Search code examples
python-3.xpydantic

How to make custom data class subscriptable?


Consider this data class derived from the pydantic package:

from typing import List
from pydantic import BaseModel 


class Bucket(BaseModel):
    setting: List[str]
    fight_1: List[int]
    cause_1: List[str]

let my_bucket be an instance of Bucket:

my_bucket = Bucket(setting=['some_value'], fight_1=[0], cause_1=['other_value'])

basically I would like to be able to do

my_bucket['setting']                                                                                                         

and get back ['some_value'], but instead I get:

---------------------------------------------------------------------------
TypeError                                 
Traceback (most recent call last)
<ipython-input-18-cacbdc1698e9> in <module>
----> 1 my_bucket['setting']

TypeError: 'Bucket' object is not subscriptable

Solution

  • As the accepted answer mentioned, this can be done straightforwardly by implementing __getitem__ as getattr(self, instr). (Double-underscore methods like __getattribute__ in general shouldn't be used unless you can't do it some other way, which you can in this case.)

    However!

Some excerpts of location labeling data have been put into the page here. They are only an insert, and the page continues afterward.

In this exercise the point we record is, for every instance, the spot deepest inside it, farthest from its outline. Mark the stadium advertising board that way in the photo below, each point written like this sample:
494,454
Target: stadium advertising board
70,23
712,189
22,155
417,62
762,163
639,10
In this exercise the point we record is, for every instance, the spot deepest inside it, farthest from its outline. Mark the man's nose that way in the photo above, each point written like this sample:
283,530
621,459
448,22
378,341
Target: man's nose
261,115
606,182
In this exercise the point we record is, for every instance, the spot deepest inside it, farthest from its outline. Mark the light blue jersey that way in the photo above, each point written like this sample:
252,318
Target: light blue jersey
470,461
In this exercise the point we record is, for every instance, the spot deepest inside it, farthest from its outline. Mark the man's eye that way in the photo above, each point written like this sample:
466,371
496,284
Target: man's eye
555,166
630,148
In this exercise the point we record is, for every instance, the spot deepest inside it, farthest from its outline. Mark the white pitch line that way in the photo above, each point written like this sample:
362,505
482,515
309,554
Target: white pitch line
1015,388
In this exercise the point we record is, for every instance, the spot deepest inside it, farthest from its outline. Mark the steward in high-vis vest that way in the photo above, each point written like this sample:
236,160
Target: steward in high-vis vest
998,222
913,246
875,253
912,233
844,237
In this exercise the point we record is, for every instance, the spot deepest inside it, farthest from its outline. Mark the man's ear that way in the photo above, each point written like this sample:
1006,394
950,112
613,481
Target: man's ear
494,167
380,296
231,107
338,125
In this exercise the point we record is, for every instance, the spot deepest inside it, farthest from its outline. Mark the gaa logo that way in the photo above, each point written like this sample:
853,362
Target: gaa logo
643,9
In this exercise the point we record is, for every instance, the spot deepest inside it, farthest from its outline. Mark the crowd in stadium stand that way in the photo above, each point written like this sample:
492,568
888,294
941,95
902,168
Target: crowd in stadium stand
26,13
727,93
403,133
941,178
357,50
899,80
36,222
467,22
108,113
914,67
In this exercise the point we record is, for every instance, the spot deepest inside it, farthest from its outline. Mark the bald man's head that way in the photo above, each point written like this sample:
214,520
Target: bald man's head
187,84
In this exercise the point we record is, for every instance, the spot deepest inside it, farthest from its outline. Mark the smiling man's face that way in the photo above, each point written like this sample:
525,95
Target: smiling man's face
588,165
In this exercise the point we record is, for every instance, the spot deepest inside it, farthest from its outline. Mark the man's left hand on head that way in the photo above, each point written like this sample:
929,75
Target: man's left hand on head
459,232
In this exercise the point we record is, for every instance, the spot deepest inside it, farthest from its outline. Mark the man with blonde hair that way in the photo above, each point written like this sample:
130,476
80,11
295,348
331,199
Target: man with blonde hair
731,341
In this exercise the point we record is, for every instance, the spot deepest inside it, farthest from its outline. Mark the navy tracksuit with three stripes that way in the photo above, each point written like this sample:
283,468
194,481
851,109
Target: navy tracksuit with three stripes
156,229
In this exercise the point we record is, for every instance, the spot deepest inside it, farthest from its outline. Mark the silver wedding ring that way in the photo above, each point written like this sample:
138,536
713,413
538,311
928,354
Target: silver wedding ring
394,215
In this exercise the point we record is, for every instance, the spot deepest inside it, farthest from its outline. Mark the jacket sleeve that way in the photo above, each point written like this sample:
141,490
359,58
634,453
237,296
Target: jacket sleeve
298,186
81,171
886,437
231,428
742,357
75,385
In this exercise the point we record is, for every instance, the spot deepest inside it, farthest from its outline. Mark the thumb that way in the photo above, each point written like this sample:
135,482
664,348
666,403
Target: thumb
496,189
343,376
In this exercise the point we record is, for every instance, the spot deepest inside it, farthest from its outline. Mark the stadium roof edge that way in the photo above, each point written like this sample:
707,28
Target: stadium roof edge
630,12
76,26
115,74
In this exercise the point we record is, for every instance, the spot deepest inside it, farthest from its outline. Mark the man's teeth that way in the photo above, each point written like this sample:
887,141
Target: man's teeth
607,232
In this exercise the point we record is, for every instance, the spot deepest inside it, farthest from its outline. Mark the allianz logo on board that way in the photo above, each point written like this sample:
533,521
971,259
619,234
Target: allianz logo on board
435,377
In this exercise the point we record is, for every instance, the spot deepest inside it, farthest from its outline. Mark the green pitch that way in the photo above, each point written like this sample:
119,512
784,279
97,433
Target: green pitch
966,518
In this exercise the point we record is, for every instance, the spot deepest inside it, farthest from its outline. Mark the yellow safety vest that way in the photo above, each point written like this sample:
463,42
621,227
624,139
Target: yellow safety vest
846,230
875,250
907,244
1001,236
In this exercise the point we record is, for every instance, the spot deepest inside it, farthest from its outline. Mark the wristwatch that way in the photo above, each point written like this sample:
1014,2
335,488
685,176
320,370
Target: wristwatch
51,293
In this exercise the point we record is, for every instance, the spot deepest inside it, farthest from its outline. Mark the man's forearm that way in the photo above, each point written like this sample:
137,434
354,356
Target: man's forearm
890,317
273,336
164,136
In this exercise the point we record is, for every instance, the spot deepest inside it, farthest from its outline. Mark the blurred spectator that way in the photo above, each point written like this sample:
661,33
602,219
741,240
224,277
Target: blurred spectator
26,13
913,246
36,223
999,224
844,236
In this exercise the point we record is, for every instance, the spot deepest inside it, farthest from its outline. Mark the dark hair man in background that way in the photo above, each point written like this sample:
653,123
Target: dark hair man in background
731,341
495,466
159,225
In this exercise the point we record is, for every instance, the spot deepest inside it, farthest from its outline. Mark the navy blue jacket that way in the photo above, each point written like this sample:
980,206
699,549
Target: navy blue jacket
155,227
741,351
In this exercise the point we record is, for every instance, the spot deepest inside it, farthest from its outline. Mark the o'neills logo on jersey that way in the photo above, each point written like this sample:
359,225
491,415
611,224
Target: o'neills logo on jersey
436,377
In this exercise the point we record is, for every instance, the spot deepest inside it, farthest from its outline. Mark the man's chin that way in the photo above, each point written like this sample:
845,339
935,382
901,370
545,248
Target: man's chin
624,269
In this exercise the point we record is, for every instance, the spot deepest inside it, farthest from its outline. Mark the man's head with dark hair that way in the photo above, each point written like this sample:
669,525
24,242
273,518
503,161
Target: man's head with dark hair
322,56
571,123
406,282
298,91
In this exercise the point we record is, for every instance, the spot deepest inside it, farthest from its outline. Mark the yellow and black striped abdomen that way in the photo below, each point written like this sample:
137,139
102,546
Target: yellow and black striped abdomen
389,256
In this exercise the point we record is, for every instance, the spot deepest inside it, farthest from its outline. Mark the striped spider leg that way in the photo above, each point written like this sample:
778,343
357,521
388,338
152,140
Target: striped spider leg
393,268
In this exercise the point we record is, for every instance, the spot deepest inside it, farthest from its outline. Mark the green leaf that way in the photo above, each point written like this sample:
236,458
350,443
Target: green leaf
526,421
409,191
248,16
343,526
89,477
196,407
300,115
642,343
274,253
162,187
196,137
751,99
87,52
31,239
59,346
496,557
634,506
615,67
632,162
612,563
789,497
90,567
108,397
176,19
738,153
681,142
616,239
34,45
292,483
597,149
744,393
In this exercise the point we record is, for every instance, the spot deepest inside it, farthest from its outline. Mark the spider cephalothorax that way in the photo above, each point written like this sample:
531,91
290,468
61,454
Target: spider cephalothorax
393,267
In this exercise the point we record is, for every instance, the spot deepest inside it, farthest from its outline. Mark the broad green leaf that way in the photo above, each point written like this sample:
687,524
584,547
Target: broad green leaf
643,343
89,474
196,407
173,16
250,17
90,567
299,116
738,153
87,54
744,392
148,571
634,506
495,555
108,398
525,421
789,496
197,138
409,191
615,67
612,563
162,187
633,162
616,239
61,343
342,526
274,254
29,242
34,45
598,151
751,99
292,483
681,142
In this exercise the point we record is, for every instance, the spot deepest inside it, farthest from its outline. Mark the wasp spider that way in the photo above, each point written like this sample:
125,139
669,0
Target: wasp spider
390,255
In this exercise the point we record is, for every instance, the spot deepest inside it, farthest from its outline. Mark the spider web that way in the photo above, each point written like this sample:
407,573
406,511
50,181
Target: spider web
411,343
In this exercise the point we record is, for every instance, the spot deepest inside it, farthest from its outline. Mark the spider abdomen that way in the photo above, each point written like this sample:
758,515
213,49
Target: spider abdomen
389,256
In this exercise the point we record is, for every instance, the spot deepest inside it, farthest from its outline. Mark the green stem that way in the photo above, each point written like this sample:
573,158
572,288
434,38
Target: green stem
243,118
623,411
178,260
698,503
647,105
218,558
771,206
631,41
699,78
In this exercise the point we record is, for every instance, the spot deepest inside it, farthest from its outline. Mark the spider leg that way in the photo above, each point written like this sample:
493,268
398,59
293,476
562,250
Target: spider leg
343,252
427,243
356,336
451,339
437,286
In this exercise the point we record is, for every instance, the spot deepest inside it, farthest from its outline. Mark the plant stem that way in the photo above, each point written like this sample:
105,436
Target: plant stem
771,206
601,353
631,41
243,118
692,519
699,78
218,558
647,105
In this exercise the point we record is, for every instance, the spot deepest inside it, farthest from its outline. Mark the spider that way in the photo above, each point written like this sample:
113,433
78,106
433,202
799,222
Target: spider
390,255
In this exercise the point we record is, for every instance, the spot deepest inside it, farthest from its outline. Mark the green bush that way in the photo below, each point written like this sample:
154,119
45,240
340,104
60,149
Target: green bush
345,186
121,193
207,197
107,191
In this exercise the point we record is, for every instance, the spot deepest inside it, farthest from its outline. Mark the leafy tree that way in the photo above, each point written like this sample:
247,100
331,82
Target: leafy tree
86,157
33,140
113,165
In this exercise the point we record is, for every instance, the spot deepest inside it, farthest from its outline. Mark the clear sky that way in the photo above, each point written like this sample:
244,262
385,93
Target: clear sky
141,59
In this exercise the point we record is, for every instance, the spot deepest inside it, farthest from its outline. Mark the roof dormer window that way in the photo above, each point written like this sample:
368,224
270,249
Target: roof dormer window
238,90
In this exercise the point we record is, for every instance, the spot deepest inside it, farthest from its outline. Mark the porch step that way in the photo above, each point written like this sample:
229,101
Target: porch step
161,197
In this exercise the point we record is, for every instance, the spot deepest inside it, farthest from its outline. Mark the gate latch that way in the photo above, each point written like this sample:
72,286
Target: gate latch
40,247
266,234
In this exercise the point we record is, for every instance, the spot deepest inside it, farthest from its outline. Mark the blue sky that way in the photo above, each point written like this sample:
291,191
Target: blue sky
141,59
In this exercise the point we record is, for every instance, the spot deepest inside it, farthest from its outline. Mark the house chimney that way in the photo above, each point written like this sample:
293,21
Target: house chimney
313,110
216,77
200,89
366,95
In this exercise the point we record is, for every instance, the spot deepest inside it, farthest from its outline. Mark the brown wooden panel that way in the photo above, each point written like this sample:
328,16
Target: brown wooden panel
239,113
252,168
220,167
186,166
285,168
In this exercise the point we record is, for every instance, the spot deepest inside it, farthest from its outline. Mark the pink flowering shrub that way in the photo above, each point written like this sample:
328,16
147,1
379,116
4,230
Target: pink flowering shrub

It's worth noting that implementing __getitem__ does not make your object a dict, and that inexperienced programmers that come across items that are subscriptable but don't otherwise act like dicts can make mistakes.

    In particular, let's take a pydantic object that you have added subscripting to:

    from typing import List
    from pydantic import BaseModel
    
    
    In [14]: class Bucket(BaseModel):
        setting: List[str]
        fight_1: List[int]
        cause_1: List[str]
    
        def __getitem__(self, item):
            return getattr(self, item)
    
    In [15]: bucket = Bucket(setting=['a'], fight_1=[1], cause_1=['c'])
    
    

    This object can, obviously, be subscripted:

    In [17]: bucket['setting']
    Out[17]: ['a']
    

    It can also, due to built-ins from Pydantic, be iterated on:

    In [18]: for item in bucket:
                 print(item)
     
    ('setting', ['a'])
    ('fight_1', [1])
    ('cause_1', ['c'])
    In [19]:
    

    However, you can't take its length:

    In [19]: len(bucket)
    ---------------------------------------------------------------------------
    TypeError                                 Traceback (most recent call last)
    Cell In[19], line 1
    ----> 1 len(bucket)
    
    TypeError: object of type 'Bucket' has no len()
    
    In [20]: 
    

    or set item values:

    In [20]: bucket['setting'] = ['b']
    ---------------------------------------------------------------------------
    TypeError                                 Traceback (most recent call last)
    Cell In[20], line 1
    ----> 1 bucket['setting'] = ['b']
    
    TypeError: 'Bucket' object does not support item assignment
    
    In [21]: 
    

    You can fix those things, by implementing __len__ and __setitem__. A simple way to do that might be:

    In [23]: class Bucket(BaseModel):
        setting: List[str]
        fight_1: List[int]
        cause_1: List[str]
    
        def __getitem__(self, item):
            return getattr(self, item)
    
        def __setitem__(self, item, value):
            setattr(self, item, value)
    
        def __len__(self):
            # a cheap and simple way, since pydantic objects are dictable
            # other methods differ between pydantic 1 and 2
            return len(dict(self))
    
    In [24]: bucket = Bucket(setting=['a'], fight_1=[1], cause_1=['c'])
    
    In [25]: len(bucket)
    Out[25]: 3
    
    In [26]: bucket['setting']
    Out[26]: ['a']
    
    In [27]: bucket['setting'] = ['b']
    
    In [28]: bucket['setting']
    Out[28]: ['b']
    

    And then there are other methods it should have: keys, and values, and items, and so on. You can implement these, though it's quite a pain in the butt, and everyone who uses this base class risks shadowing them if their pydantic object has a member named 'keys', 'values', etc. That can result in some pretty weird behavior.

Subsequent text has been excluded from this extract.